Bond girl Eva Green plays the preternaturally composed occultist Vanessa Ives, a role that's ideally suited to her slightly sinister beauty.

In last night's opening episode, Ives was recruiting her very own Scooby-Doo gang, tasked with rescuing the daughter of Sir Malcolm (former Bond Timothy Dalton) from the clutches of a vampire-like creature.

There was Ethan Chandler (Josh Hartnett) a gunslinger in an Old West-themed travelling fair, morbid scientist Dr Victor Frankenstein (Harry Treadaway) and eccentric Egyptologist Ferdinand Lyle (Simon Russell Beale).

As befits a show featuring so many 007 veterans, Penny Dreadful wasted little time getting stuck into the action. An early fight scene was made all the more thrilling by its crypt-like setting and monsters that were actually, viscerally scary – no mean feat in this CGI age.

Fans of the 2007 horror classic The Orphanage will be unsurprised to learn that the director of that film, JA Bayona, was also on directing duties for this episode.

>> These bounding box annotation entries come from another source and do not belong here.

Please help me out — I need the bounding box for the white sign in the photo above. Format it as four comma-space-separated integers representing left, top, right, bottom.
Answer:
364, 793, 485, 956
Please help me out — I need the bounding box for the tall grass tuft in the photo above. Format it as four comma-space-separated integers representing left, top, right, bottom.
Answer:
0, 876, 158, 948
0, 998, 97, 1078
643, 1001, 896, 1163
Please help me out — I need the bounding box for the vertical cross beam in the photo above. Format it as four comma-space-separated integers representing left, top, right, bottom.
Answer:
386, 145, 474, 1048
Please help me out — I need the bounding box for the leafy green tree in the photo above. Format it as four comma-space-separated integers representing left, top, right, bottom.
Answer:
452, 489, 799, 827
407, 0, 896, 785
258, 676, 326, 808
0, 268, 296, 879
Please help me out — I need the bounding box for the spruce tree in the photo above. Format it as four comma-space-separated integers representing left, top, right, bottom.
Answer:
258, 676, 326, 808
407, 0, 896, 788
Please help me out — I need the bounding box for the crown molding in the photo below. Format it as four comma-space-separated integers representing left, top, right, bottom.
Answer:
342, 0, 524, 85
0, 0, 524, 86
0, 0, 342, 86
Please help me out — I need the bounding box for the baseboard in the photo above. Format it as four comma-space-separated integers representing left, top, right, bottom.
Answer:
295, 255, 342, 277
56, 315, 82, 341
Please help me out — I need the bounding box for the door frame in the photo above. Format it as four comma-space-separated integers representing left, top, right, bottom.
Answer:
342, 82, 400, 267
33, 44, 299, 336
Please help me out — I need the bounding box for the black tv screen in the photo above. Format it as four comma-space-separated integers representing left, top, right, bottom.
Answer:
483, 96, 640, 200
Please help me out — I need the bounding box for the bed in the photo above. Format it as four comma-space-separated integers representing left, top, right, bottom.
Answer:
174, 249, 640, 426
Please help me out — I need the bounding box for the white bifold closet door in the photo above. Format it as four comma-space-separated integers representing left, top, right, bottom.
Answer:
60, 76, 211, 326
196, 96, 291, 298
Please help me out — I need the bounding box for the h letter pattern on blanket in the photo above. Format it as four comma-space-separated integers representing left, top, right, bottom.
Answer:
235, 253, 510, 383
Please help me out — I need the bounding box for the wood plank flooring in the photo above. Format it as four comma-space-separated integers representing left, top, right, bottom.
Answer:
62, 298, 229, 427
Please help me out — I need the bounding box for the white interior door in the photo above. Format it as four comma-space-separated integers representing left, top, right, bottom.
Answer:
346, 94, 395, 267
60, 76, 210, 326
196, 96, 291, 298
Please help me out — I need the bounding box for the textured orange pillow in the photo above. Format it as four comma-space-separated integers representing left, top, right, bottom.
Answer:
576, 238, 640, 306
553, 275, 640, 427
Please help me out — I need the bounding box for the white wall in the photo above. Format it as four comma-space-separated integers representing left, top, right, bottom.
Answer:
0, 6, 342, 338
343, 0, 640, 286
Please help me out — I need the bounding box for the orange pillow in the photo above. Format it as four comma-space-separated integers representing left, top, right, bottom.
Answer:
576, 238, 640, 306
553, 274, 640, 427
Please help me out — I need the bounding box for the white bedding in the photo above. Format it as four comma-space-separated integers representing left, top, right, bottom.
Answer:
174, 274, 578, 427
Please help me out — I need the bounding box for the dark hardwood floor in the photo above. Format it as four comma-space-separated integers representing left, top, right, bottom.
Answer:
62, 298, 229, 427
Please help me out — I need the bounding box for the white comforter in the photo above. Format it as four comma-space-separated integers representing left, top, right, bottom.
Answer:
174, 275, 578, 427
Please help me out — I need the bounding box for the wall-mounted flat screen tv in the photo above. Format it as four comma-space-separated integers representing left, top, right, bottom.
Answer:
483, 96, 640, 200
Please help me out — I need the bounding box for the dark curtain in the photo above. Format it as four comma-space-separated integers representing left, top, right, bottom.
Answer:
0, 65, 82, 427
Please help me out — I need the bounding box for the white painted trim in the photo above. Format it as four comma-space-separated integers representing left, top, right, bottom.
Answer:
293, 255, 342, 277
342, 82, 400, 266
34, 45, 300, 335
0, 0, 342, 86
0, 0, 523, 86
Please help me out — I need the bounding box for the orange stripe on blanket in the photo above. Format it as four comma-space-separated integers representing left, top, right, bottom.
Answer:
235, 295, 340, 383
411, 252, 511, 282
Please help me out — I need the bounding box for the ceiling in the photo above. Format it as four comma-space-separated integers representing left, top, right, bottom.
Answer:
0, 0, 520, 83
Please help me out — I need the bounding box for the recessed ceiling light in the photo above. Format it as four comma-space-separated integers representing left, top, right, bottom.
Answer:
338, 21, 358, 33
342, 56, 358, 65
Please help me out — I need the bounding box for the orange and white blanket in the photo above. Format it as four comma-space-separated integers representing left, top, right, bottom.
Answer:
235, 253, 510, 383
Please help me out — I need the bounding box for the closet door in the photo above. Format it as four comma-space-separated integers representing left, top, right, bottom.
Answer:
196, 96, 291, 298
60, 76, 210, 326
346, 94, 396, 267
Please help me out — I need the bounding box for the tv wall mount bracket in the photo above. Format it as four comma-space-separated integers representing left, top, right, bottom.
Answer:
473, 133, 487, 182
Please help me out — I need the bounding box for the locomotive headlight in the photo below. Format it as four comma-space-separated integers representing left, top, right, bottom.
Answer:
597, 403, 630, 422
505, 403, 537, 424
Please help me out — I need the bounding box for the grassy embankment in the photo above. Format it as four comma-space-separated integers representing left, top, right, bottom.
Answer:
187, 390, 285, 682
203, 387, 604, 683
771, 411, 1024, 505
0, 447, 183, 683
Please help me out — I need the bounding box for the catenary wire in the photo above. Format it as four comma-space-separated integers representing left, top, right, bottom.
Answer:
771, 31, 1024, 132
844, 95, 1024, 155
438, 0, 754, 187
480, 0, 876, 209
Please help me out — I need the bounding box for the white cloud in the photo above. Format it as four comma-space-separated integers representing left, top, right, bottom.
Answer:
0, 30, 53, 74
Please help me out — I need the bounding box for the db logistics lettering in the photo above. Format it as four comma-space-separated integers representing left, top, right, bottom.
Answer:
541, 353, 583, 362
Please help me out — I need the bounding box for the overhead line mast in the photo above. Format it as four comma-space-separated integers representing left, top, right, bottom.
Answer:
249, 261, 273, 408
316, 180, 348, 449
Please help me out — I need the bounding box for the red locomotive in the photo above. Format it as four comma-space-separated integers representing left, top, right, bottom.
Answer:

There's no doubt about the quality of Penny Dreadful's constituent parts – well-cast actors, lushly detailed set design and characters borrowed from the genre classics. Yet, as Dr Frankenstein might have told his new friends, reanimating parts as a whole isn't a simple matter of sewing them together.

A gripping, over-arching story line was missing from last night's episode. Luckily, there's still time for it to emerge from the shadows.